There are those who favor SDI because they believe it best exploits the great U.S. advantage in high technology. Their position seems to be supported by the apprehension that Soviet leaders express so vigorously about SDI. Is that not enough reason to pursue the program?
We have observed and participated in the nuclear competition since its inception. Thanks to U.S. technological superiority, virtually every new technical initative has come from the United States: the fission bomb, the hydrogen bomb, the intercontinental bomber, submarine-launched missiles, high-accuracy ICBM’s, MIRV’s, and high-accuracy long-range cruise missiles. The only significant Soviet initiative was the ICBM itself, but our ICBM’s quickly surpassed those of the Soviets in both quality and numbers. The net result has been a steady erosion of American security. There is no evidence that space weapons will be an exception. It is true that we have a significant edge in all the technologies that strategic defense would depend on. But in the nuclear era a sophisticated defense can be foiled by relatively rudimentary means. Which is easier: the construction or the disruption of an exquisitely shaped mirror 30-feet across which must swiftly turn from one target to another with very high accuracy? Moreover, it is cheap to build devastating weapons that could readily penetrate our exorbitantly expensive “shield.” Unless there is a breakthrough in defense as revolutionary as nuclear weapons themselves, the strategic offense will reign supreme.
But if so, why are the Soviets so opposed to SDI? Because they are exceedingly cautious, and have been playing catch-up with American nuclear technology since 1945. Soviet military planners are obliged to take American pronouncements, however implausible, much more seriously than American strategists, and will respond with an offensive build-up and by expanding their already significant BMD research effort.5 They seem to recognize that this will require vast expenditures they can ill afford, and that the net result will be a decrease in their national security. The same would be true for us.
We should vigorously exploit our technological advantage to acquire military intelligence about the Soviet Union, to strengthen our strategic command-and-control systems, and to reduce our reliance on nuclear weapons. The search for new BMD techniques must go on, but the distinction between research and deployment should not be blurred. But in assessing military technologies we must recognize that any attempt by either superpower to increase the threat to the other’s survival will soon redound to its own disadvantage.

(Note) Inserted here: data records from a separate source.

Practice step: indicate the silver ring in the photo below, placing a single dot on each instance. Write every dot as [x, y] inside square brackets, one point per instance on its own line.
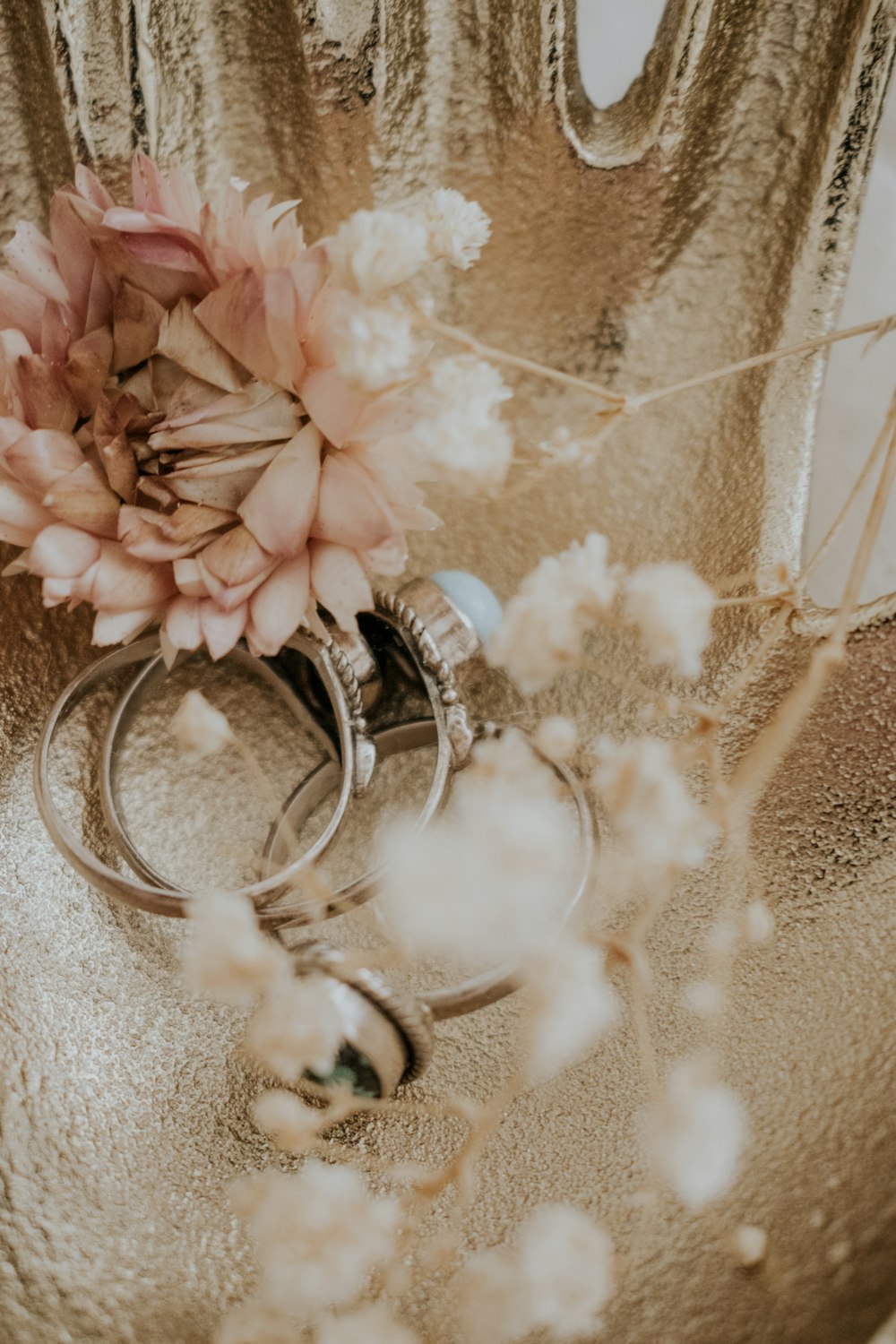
[478, 991]
[358, 754]
[351, 676]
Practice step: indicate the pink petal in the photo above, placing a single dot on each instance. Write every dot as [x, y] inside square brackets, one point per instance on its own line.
[34, 263]
[61, 551]
[46, 401]
[21, 306]
[121, 626]
[220, 629]
[351, 511]
[339, 582]
[236, 317]
[39, 457]
[279, 607]
[123, 583]
[22, 516]
[280, 508]
[281, 323]
[75, 257]
[332, 403]
[190, 580]
[182, 623]
[90, 188]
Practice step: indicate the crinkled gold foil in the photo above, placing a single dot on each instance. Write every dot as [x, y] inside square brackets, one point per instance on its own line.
[705, 217]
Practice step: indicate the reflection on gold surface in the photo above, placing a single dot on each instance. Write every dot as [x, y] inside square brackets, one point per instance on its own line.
[705, 217]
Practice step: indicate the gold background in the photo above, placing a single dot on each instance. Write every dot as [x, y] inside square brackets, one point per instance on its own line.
[705, 217]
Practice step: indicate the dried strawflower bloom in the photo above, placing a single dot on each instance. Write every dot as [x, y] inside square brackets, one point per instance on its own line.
[557, 1279]
[317, 1234]
[228, 957]
[556, 605]
[290, 1123]
[748, 1245]
[198, 422]
[457, 228]
[374, 1324]
[759, 922]
[573, 1005]
[557, 737]
[672, 609]
[490, 876]
[659, 823]
[697, 1133]
[297, 1029]
[199, 728]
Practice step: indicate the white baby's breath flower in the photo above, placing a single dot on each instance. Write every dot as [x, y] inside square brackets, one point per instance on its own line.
[659, 823]
[557, 1279]
[557, 737]
[672, 609]
[702, 997]
[374, 347]
[375, 250]
[317, 1234]
[373, 1324]
[758, 922]
[573, 1005]
[697, 1133]
[748, 1245]
[557, 602]
[492, 875]
[290, 1123]
[297, 1029]
[458, 435]
[458, 228]
[199, 728]
[228, 957]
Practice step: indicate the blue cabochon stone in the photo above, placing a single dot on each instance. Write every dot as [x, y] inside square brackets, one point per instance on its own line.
[473, 599]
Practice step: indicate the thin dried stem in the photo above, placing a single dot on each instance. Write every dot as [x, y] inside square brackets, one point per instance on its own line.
[806, 347]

We now return to Mr. Jastrow’s caricature of our case against SDI. He would have readers believe that the prospects for SDI can be decided on the basis of just two numbers that we had calculated incorrectly in our earliest report, Space-Based Ballistic Missile Defense (Union of Concerned Scientists, March 1984); and that our “many major errors . . . go in one direction only—toward making the President’s plan seem impractical, costly, and ineffective.”

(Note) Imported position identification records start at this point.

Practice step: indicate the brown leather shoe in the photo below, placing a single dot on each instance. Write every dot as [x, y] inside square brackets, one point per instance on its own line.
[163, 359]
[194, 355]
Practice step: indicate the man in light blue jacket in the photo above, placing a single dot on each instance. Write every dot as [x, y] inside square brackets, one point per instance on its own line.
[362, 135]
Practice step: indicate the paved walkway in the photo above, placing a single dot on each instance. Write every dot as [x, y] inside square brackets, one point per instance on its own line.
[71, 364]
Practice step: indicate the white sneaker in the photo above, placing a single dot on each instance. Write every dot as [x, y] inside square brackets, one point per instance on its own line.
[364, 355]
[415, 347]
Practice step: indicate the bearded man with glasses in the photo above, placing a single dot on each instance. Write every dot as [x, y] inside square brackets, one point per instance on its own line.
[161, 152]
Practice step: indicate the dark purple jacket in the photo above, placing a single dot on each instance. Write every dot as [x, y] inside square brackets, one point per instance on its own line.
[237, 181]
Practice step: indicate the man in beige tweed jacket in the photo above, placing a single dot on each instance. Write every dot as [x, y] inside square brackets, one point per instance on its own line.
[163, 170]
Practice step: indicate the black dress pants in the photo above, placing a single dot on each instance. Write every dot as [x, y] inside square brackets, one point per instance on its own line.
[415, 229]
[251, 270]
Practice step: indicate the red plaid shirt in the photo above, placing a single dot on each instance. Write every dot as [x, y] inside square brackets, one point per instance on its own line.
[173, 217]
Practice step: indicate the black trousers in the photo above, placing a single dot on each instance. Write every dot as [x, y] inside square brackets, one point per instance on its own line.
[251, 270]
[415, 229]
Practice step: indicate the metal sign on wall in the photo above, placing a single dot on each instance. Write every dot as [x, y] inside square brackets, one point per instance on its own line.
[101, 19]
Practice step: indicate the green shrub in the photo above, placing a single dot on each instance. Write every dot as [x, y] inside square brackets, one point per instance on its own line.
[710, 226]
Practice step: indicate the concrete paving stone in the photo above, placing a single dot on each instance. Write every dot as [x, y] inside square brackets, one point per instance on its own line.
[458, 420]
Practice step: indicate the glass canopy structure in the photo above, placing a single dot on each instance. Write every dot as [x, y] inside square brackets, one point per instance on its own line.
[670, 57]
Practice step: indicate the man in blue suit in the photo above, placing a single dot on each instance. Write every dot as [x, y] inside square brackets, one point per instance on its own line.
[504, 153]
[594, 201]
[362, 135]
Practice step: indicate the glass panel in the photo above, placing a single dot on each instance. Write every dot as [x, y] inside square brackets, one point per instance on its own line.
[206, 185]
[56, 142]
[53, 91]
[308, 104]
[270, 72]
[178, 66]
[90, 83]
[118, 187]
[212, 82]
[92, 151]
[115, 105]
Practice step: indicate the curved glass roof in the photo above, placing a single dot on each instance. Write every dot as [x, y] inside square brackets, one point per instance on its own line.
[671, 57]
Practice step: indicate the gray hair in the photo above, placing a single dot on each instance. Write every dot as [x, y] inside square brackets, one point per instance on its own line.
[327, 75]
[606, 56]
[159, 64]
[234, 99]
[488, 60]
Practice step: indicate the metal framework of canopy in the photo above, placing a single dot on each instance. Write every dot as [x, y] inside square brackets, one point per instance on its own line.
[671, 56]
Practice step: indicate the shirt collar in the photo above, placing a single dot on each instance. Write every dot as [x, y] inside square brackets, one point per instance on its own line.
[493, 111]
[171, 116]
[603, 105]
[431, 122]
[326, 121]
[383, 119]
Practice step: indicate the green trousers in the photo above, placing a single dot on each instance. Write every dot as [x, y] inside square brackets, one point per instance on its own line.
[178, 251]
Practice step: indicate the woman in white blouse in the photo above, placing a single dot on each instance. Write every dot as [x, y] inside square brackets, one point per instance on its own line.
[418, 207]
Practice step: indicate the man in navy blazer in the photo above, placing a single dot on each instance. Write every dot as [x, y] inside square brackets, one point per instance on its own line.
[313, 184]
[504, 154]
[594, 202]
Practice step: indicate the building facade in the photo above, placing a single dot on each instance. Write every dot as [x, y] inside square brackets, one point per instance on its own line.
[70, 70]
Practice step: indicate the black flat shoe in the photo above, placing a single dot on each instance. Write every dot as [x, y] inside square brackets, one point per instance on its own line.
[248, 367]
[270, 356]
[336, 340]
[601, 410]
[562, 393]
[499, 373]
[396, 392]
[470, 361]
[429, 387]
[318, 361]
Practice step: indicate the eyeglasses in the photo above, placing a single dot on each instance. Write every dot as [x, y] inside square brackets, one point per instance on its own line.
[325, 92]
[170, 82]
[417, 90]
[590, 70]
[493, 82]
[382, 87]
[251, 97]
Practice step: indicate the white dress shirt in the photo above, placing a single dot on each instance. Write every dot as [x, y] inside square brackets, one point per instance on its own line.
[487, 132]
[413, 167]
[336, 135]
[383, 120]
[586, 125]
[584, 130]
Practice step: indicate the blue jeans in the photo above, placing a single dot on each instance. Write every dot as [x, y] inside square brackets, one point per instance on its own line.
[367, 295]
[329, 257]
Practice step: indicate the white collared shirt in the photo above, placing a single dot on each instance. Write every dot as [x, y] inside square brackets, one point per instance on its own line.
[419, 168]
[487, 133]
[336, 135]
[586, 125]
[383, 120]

What did we set out to do? Since there is no plausible concept for strategic defense, we sought to fill this void. To that end the technical portions of our report assessed separately the interception mechanisms; illustrated the magnitude of the defender’s task by estimating the size of the defensive system required in the absence of all countermeasures; and examined a large variety of countermeasures. A realistic net assessment would integrate the last two items, and incorporate the likely enhancements of Soviet offensive capabilities. Had we carried that through in a hard-nosed fashion it would have led to the conclusion that the cost and size of the defensive system are unbounded. Why? Because the largely unknown defensive technologies, whose ultimate effectiveness is still a matter of speculation, would be pitted against prodigiously effective weapons and many known countermeasures invented during twenty-five years of BMD research. We firmly believe that countermeasures will carry the day into the foreseeable future.

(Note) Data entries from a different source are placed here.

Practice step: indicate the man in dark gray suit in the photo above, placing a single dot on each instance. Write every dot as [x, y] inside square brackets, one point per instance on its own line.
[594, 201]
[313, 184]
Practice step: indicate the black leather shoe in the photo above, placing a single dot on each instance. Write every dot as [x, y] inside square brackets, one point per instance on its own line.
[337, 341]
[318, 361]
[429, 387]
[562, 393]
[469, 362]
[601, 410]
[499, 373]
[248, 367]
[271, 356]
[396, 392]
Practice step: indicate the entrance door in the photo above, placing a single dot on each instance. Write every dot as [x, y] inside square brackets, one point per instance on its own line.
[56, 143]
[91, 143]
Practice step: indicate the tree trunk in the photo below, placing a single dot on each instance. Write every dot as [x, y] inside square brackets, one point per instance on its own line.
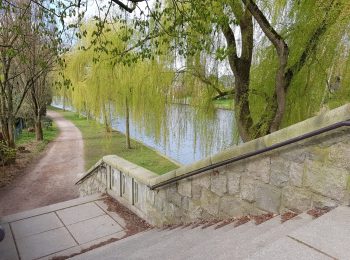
[7, 128]
[240, 67]
[127, 124]
[38, 129]
[106, 120]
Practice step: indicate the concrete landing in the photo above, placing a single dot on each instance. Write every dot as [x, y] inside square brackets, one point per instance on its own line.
[327, 237]
[59, 229]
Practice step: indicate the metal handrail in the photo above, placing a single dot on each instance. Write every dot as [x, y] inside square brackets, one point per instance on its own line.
[251, 154]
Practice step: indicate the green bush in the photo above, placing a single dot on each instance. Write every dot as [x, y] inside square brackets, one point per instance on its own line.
[47, 122]
[7, 154]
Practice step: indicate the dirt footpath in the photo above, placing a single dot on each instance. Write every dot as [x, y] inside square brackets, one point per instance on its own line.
[52, 178]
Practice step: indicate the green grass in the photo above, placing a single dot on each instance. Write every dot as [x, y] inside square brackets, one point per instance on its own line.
[98, 143]
[49, 134]
[224, 103]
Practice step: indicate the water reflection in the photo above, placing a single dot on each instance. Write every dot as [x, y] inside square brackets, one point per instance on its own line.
[184, 137]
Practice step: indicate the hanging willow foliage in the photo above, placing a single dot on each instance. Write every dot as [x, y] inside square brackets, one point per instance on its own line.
[100, 84]
[309, 91]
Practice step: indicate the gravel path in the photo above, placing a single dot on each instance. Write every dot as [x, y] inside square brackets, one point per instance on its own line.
[52, 178]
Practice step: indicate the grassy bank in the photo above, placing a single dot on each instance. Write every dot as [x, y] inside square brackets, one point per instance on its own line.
[32, 151]
[49, 134]
[98, 143]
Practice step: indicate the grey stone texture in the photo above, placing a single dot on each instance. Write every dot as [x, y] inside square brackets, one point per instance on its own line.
[310, 173]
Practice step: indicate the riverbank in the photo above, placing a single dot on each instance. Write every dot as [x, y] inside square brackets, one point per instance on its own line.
[31, 150]
[98, 143]
[50, 179]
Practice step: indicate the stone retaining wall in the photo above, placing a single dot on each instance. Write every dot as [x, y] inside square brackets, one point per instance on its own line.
[312, 173]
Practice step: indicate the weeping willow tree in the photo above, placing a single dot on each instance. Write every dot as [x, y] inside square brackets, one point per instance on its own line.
[294, 32]
[316, 35]
[103, 87]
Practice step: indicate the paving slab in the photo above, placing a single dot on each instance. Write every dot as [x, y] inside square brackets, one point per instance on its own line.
[288, 249]
[49, 208]
[94, 228]
[35, 225]
[329, 233]
[79, 248]
[49, 242]
[7, 246]
[79, 213]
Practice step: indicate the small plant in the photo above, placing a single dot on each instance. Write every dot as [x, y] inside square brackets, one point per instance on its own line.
[7, 154]
[47, 122]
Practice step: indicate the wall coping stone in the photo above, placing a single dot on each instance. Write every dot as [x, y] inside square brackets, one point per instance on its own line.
[311, 124]
[135, 171]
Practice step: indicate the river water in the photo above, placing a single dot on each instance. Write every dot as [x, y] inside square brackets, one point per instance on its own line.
[184, 139]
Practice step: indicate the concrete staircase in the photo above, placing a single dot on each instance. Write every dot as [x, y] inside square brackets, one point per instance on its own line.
[301, 237]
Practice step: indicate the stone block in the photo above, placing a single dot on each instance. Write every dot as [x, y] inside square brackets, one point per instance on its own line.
[184, 188]
[150, 195]
[231, 207]
[259, 169]
[219, 183]
[326, 180]
[318, 153]
[268, 198]
[194, 209]
[339, 155]
[319, 201]
[210, 201]
[202, 180]
[248, 190]
[193, 166]
[296, 174]
[280, 169]
[196, 191]
[174, 197]
[159, 202]
[185, 203]
[235, 168]
[296, 199]
[294, 153]
[233, 183]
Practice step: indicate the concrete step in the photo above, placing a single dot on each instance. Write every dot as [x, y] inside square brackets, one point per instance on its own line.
[228, 239]
[141, 240]
[301, 237]
[151, 247]
[178, 243]
[248, 247]
[327, 237]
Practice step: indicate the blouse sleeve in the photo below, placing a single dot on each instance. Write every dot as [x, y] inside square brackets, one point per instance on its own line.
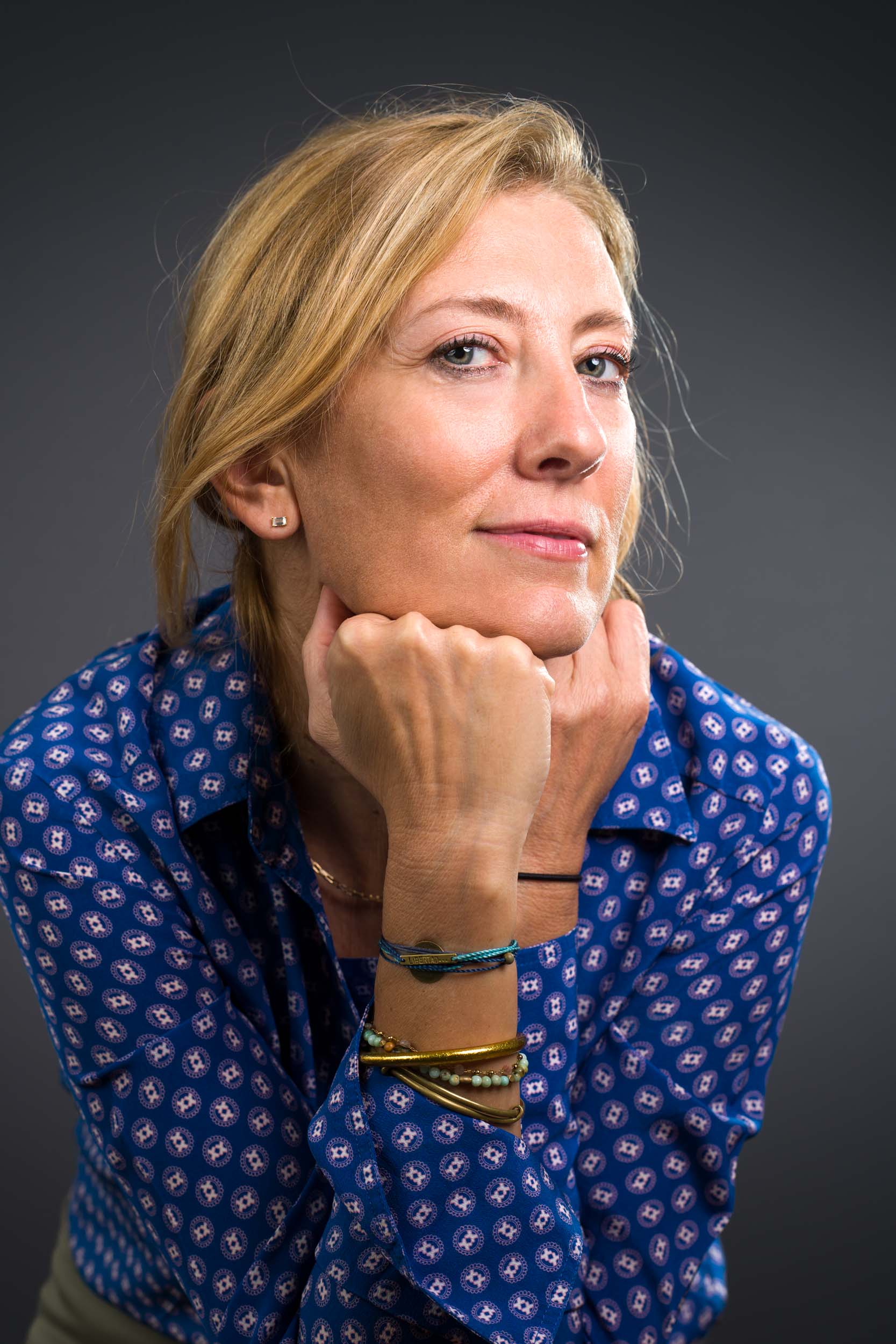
[675, 1084]
[475, 1235]
[277, 1222]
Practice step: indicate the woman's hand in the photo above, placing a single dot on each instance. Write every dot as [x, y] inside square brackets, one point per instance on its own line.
[448, 729]
[599, 705]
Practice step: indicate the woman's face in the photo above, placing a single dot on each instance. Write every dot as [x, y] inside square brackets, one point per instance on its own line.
[431, 449]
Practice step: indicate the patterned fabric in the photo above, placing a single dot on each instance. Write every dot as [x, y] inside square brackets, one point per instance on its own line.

Mr. Jastrow’s two make-or-break numbers are the size of the laser constellation that would have to be in orbit and the weight of a neutral-particle-beam weapon. Regarding the satellite number, he claims that “the whole ‘Star Wars’ plan rested on this one point.” But it is at least as important whether orbiting lasers could themselves withstand attack. As for neutral-particle-beam weapons, he asserts that they are “that most promising destroyer of Soviet missiles and warheads,” but neglects to mention that once fast-burn boosters are developed they would be completely shielded from such beams by the atmosphere—the reason we relegated our discussion of the characteristics of such devices to a technical appendix.6
Mr. Jastrow’s allegation that our work contains “many major errors” is both false and undocumented. We erred twice in our first report: in arriving at the number of 2,400 satellites and in estimating the weight of the particle-beam weapon; but these errors had hardly any bearing on our overall assessment of SDI, were corrected in public at our first opportunity five weeks after the initial report was issued, and do not appear in any of our subsequent publications.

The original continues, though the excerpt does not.